Looking Long- Term – Why to Stay Invested

The first thing you will notice is that you do have a new author for your market update this week; I am hoping I can prove to be an able deputy. Don’t worry, James has just taken Friday off, seeing to a family matter and Nick is on holiday, but both will be back.

Thankfully they have left me with a fairly easy gig, the last two weeks in isolation have seen a steady, undramatic rise in the portfolios, exactly what we want. This is a vast contrast to what has been a very tricky and volatile year for almost all investment markets and is giving us some light relief.
Market observers would have noticed sterling is now trading back to August levels (pre-Truss) and each £1 you own now gets you $1.20, yields are tightening and equity indices recovering.

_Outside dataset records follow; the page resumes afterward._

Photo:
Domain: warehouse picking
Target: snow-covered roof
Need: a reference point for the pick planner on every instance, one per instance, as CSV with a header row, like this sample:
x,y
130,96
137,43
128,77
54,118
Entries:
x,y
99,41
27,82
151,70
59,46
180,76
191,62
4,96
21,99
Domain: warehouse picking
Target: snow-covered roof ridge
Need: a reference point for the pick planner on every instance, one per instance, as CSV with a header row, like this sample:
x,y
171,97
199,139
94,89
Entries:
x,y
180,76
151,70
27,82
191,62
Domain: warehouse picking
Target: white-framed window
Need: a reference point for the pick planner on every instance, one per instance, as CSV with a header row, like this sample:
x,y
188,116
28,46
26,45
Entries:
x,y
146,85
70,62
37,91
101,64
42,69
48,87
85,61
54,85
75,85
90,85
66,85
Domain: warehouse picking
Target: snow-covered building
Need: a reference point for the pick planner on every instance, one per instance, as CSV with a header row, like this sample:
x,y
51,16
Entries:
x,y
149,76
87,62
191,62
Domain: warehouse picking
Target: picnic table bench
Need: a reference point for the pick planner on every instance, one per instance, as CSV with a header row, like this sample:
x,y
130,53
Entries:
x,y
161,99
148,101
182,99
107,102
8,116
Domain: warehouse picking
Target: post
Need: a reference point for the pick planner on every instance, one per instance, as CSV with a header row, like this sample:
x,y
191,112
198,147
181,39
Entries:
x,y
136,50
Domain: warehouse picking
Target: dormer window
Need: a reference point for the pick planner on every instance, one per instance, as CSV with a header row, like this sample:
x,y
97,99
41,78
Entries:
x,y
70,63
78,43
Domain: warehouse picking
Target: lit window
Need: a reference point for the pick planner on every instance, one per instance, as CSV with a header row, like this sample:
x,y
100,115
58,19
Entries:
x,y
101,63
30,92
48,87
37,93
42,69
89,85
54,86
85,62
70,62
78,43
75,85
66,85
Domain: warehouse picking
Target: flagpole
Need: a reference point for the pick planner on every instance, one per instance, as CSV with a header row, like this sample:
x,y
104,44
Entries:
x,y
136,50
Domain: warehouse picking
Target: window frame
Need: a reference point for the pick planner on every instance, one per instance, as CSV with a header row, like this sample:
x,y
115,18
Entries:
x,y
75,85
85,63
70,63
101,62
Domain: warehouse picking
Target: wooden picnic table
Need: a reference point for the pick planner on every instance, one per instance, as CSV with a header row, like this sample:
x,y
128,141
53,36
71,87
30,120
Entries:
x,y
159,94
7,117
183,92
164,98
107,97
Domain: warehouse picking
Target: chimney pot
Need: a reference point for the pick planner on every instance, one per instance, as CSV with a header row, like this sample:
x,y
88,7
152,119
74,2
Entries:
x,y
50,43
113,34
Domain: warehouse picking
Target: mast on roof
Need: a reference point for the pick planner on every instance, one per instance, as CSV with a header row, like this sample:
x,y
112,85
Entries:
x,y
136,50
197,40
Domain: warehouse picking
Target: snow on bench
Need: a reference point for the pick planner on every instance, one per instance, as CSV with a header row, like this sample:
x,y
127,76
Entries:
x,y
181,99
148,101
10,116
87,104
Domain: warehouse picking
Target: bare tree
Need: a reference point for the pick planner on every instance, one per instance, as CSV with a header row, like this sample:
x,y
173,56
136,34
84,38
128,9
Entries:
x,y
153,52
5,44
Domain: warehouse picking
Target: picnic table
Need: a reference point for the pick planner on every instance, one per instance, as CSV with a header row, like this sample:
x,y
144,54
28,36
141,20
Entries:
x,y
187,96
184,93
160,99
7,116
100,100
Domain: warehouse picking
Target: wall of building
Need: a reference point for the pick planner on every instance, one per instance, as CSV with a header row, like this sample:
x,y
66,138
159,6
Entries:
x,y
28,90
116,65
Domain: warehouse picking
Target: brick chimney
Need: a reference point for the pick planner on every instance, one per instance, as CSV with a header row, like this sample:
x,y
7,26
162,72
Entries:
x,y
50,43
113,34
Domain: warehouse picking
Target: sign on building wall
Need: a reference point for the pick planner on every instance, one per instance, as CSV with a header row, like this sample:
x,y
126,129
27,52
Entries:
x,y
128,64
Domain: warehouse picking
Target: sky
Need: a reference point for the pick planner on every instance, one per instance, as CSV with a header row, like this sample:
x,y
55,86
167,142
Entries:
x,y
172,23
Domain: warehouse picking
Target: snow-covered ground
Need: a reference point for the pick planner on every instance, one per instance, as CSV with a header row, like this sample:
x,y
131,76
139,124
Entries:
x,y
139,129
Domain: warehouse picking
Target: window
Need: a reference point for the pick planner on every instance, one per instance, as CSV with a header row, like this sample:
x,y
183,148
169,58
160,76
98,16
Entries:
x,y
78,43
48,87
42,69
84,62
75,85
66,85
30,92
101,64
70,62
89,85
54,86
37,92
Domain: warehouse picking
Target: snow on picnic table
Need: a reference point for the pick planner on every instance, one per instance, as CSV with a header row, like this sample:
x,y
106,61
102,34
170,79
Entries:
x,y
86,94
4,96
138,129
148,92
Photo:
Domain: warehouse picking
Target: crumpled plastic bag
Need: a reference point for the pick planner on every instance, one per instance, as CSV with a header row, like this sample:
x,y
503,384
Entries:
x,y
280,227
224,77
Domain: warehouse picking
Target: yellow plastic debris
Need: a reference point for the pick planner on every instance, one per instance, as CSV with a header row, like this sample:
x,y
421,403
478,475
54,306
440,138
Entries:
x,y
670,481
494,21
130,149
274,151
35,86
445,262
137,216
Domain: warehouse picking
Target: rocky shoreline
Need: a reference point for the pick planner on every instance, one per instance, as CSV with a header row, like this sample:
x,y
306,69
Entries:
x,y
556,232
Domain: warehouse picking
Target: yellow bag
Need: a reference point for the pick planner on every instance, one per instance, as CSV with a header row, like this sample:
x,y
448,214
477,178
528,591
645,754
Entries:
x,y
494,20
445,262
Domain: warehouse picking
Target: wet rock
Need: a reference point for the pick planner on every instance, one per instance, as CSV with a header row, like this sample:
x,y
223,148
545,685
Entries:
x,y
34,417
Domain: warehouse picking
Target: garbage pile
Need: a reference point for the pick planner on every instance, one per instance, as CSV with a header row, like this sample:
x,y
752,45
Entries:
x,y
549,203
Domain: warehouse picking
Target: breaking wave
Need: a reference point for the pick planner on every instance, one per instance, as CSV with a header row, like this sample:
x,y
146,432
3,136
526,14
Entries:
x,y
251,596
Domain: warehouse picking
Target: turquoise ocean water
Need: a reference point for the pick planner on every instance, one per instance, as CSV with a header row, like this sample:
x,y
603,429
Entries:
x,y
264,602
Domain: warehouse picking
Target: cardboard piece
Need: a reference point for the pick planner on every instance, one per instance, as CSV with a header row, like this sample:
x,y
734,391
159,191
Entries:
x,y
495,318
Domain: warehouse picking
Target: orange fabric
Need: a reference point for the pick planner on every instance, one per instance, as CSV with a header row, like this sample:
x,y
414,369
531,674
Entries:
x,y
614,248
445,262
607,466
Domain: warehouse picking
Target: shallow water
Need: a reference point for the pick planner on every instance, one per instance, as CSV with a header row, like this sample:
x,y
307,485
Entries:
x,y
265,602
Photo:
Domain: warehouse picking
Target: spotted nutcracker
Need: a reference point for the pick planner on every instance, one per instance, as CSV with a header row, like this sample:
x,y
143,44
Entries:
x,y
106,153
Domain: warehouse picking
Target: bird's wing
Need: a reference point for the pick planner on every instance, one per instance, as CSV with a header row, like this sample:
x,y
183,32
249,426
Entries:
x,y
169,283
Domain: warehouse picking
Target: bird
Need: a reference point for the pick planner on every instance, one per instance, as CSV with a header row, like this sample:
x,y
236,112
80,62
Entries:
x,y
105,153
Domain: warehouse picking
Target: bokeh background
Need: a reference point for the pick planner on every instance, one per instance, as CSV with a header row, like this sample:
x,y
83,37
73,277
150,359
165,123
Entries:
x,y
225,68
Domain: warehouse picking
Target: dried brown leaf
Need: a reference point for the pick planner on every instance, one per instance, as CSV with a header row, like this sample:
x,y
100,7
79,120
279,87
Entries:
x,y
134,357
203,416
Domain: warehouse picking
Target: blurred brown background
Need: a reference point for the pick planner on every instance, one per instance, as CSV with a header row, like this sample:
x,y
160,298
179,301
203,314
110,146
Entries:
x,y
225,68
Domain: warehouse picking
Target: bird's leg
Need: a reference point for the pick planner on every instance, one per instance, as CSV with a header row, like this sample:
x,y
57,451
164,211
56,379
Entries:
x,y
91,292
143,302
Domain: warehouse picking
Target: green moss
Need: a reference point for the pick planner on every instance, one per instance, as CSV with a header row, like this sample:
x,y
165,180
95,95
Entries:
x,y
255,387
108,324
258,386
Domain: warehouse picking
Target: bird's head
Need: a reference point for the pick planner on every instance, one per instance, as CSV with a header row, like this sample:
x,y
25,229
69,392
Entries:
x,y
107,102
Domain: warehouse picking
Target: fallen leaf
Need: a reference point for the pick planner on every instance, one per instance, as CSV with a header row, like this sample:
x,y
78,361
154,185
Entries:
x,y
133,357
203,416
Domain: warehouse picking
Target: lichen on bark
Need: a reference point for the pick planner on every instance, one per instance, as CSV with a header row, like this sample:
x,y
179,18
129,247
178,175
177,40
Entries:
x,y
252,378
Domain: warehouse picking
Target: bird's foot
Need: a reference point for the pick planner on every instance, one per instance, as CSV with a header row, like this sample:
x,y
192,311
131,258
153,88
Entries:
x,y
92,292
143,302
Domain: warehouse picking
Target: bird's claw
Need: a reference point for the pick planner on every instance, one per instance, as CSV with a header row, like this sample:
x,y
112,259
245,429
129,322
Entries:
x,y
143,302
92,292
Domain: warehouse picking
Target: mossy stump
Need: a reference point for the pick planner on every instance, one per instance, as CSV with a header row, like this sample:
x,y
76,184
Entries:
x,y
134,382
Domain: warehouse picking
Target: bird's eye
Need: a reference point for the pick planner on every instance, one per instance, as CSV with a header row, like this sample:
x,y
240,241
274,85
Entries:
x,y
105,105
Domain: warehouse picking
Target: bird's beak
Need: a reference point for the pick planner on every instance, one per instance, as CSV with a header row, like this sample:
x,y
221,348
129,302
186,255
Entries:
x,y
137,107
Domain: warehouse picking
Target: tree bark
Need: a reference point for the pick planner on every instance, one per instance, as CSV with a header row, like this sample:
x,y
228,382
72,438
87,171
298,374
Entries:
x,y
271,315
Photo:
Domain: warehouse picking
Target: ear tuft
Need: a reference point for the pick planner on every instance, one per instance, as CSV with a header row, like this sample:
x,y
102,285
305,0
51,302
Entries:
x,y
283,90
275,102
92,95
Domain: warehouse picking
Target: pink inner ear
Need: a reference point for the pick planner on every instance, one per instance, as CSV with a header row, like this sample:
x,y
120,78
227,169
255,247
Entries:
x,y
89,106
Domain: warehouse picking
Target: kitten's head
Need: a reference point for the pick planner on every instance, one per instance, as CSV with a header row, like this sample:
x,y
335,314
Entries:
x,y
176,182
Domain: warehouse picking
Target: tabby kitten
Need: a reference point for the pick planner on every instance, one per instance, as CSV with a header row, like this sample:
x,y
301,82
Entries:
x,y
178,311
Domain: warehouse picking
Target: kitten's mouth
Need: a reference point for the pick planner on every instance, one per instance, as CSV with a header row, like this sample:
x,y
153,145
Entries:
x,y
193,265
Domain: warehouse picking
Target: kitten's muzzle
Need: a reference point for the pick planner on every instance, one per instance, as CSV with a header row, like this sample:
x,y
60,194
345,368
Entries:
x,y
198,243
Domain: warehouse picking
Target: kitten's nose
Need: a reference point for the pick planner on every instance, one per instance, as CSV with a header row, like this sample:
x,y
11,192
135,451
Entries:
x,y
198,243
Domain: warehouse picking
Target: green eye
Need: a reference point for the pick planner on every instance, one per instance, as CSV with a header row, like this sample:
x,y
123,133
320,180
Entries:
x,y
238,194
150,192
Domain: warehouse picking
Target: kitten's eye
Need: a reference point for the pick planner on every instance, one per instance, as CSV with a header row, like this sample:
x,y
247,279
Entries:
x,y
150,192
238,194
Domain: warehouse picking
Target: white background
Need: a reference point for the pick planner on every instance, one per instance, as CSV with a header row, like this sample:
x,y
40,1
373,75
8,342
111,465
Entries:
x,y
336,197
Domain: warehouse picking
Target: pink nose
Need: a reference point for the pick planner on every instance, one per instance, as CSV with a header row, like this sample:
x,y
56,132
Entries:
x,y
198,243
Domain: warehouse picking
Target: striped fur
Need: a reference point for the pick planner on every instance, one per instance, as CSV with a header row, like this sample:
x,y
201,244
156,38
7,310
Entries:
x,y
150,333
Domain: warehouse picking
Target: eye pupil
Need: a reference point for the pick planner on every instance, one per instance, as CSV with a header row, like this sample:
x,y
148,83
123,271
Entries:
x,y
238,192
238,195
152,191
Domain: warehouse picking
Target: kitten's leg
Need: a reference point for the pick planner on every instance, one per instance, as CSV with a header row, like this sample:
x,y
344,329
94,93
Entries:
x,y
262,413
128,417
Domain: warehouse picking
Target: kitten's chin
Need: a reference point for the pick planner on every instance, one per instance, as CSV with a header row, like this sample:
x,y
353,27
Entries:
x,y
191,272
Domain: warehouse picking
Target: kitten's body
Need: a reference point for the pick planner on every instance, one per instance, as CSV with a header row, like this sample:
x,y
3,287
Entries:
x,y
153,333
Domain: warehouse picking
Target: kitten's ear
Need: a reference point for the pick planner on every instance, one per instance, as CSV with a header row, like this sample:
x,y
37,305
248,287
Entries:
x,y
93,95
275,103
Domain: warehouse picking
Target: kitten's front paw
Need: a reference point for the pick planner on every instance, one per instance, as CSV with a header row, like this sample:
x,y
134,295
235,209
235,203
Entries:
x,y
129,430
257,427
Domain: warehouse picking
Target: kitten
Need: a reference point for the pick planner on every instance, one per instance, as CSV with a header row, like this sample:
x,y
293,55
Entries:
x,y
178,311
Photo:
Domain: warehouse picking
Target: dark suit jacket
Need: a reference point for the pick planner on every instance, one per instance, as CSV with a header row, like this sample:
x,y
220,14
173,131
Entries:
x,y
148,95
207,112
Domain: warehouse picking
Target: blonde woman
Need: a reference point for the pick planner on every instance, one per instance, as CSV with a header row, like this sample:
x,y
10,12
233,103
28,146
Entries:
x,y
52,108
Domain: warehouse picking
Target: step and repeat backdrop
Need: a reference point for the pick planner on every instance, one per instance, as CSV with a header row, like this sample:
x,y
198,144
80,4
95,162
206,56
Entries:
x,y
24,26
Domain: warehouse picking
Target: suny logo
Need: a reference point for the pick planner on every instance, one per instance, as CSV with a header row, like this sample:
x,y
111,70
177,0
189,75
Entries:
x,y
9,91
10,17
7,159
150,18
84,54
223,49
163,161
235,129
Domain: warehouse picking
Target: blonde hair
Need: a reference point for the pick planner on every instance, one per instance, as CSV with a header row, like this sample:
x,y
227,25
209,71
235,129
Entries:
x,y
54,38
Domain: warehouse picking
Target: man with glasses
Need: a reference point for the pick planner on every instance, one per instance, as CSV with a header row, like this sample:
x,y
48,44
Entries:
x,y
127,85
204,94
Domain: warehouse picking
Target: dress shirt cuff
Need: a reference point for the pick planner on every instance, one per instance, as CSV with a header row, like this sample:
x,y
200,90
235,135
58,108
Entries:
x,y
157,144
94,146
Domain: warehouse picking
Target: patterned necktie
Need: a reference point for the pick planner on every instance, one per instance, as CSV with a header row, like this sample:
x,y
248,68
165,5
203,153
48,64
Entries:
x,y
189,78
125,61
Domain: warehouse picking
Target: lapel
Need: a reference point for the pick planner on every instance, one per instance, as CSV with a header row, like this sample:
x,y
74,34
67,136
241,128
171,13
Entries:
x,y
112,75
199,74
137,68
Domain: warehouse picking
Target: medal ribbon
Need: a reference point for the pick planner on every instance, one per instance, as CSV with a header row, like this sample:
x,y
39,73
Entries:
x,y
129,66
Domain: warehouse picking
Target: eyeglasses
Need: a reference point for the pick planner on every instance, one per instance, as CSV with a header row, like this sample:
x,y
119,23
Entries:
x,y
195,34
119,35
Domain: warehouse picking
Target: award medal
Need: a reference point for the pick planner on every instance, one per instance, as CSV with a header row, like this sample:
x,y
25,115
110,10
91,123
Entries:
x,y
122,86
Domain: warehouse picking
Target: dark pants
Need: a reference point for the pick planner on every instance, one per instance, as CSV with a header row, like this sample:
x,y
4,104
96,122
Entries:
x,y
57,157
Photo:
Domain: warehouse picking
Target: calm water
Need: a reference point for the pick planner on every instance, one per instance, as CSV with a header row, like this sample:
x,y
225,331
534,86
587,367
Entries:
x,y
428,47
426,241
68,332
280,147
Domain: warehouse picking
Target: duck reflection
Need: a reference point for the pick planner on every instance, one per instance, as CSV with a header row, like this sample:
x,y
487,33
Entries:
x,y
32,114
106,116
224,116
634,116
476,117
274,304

The last couple of weeks have not lacked news content, however. There was a much-anticipated Autumn Statement that I discussed the contents of last week, the markets didn’t flinch despite the doom and gloom of the economic outlook attached to it. Very different to the infamous ‘mini budget’ a few weeks back which sent markets into panic mode.

Other news observers may have noticed the collapse of FTX, two weeks ago. The third largest crypto exchange, a story of a Bahamian based exchange platform finding a huge hole in their balance sheet, we all thought they were just an exchange platform. The crypto market fell dramatically, shedding almost a third overnight putting its future and function as an investment into question, but all other established markets again barely moved.

Both these events I would have assumed would have caused some wider market volatility, especially given the nervousness at the moment. This highlights to me that trying to predict what the markets are doing in the short term is nothing more than educated guessing, highly risky and that staying invested is the best advice we can give our clients.

There is also a lot evidence that missing out on the best days, that can often happen in a recovery, can seriously hinder long term performance.

Below is a chart of our DD3 (medium risk) benchmark since outset in January 1990.

            

                          

         FE Analytics

On the face of it, this graph has only one trend and that is up, looking closer will see some very famous dips, the dot.com bubble, the covid dip, the great financial crisis and early 90’s recessions.

Over the long term these almost became insignificant but they certainly were not at the time. The benchmark is an average of well diversified portfolios – we of course want to do better than that and the below graph shows that we achieved that since launch in September 2016. Give or take we have doubled the benchmark returns in 6 years, before fees:


                          


A year ago, I would have never predicted what was in store for 2022 but what I did know, was that a well-diversified portfolio in solid assets is a good plan to making investment returns over the medium-long term.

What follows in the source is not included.